Durbin and Quinn Announce Major Agreement to Advance High-Speed Rail in Illinois
Commitment Will Create More Than 6,000 Jobs, Begin Next Phase of Construction on Chicago-St. Louis Corridor
CHICAGO – Work on the next phase of high-speed rail between Chicago and St. Louis is set to begin as the result of a $685 million construction agreement, Governor Pat Quinn and U.S. Senator Dick Durbin (D-IL) said today. The federally funded project will create an estimated 6,200 direct and indirect jobs and move Illinois one step closer to faster trains and improved service along its signature high-speed route. Durbin and Quinn were joined at today’s announcement by railroad workers and suppliers, Union Pacific Railroad officials, and federal, state, and local leaders.
“High-speed rail is more than just an alternative mode of travel – it is a shot in the arm to today’s recovering economy, and an investment in infrastructure that will serve us for generations to come,” U.S. Senator Dick Durbin said. ”With Chicago as its hub, the Midwest high-speed rail network will create an estimated $23.1 billion in economic activity and create 6,000 jobs over the next ten years. That economic boost is already being felt in and around Alton, where construction began several months ago. The federally funded construction agreement announced today kick starts the next phase of the project and ushers in more than $650 million of construction starting this summer.”
Today’s announcement allows for the construction of new rail track using concrete ties between Dwight and Lincoln, as well as between Alton and the Mississippi River, along with the installation of a modernized signal system between Dwight and Alton. Construction will begin on April 5 and is funded through $1.2 billion in federal funding awarded to Illinois to expand passenger rail. Illinois is showing its financial commitment by providing more than $42 million in state capital funding.

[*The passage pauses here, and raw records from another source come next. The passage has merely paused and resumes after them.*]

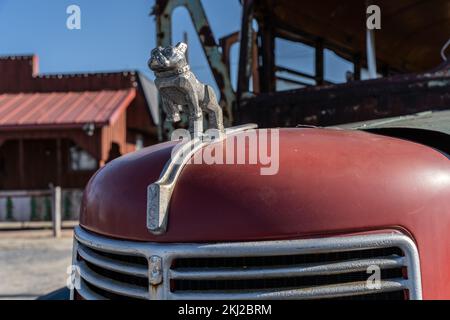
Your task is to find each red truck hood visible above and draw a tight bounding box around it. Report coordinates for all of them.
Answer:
[80,128,450,242]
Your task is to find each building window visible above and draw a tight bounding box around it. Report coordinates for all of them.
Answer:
[70,146,97,171]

“Today’s agreement marks another major step towards making high-speed rail a reality in Illinois,” said Governor Quinn. “Bringing high-speed rail to Illinois has been a top priority of my administration because of the thousands of jobs and long-term investment it will bring to our state. This important partnership with the Union Pacific Railroad and the Obama administration will boost our efforts to make Illinois the high-speed rail hub of the Midwest.”

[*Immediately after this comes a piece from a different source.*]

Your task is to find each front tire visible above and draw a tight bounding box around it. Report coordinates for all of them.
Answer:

“Passenger and freight rail have played a central role in making Chicago and the Midwest a great place to live and work,” said Federal Railroad Administration Administrator Joseph C. Szabo. “The construction made possible by the agreement announced today will help Illinois achieve a robust 21st Century transportation network that promotes economic growth and helps meet the region’s future mobility needs.”
Construction of the entire Chicago-to-St. Louis line is anticipated to ultimately create and retain 24,000 direct and indirect jobs throughout the state. The first phase of the line – a $98-million upgrade of tracks between Lincoln and Alton – was launched in September, making Illinois the first state to break ground under the federal initiative to develop a Midwest high-speed rail network.
Construction work directly implemented by the UP will be built by members of the Brotherhood of Maintenance of Way and Brotherhood of Railway Signalmen under their national contracts with the railroad. A large majority of workers under these contracts are expected to be hired from Illinois. In addition, more than $650 million of the total $1.2 billion federal grant will go to competitively-selected contractors. To assist firms seeking to become qualified to bid on the work, the UP will host an event after the Chicago Business Opportunity Fair on April 20 at Chicago’s Navy Pier for those interested potential contractors.
The first trains traveling at 110 mph on the Chicago-to-St. Louis line will make their debut between Dwight and Pontiac as early as next year. Upgrades to the entire Dwight-Alton portion of the corridor are expected to be complete by 2014. The state also is conducting a study on the feasibility of bringing 220-mph service to Illinois.
“We are proud to be leaders on a project that will reduce congestion, benefit the environment and spark economic development,” Illinois Transportation Secretary Gary Hannig said. “We will see the returns on our efforts to develop the Chicago-to-St. Louis high-speed corridor for years to come.”
In December, the Illinois Department of Transportation started a Tier 1 Environmental Impact Statement to study the potential for a second set of tracks between Chicago and St. Louis and to identify the preferred route for trains between Chicago and Joliet. Another component is an analysis of the best path of the line through Springfield. The study is expected to be completed in 2012.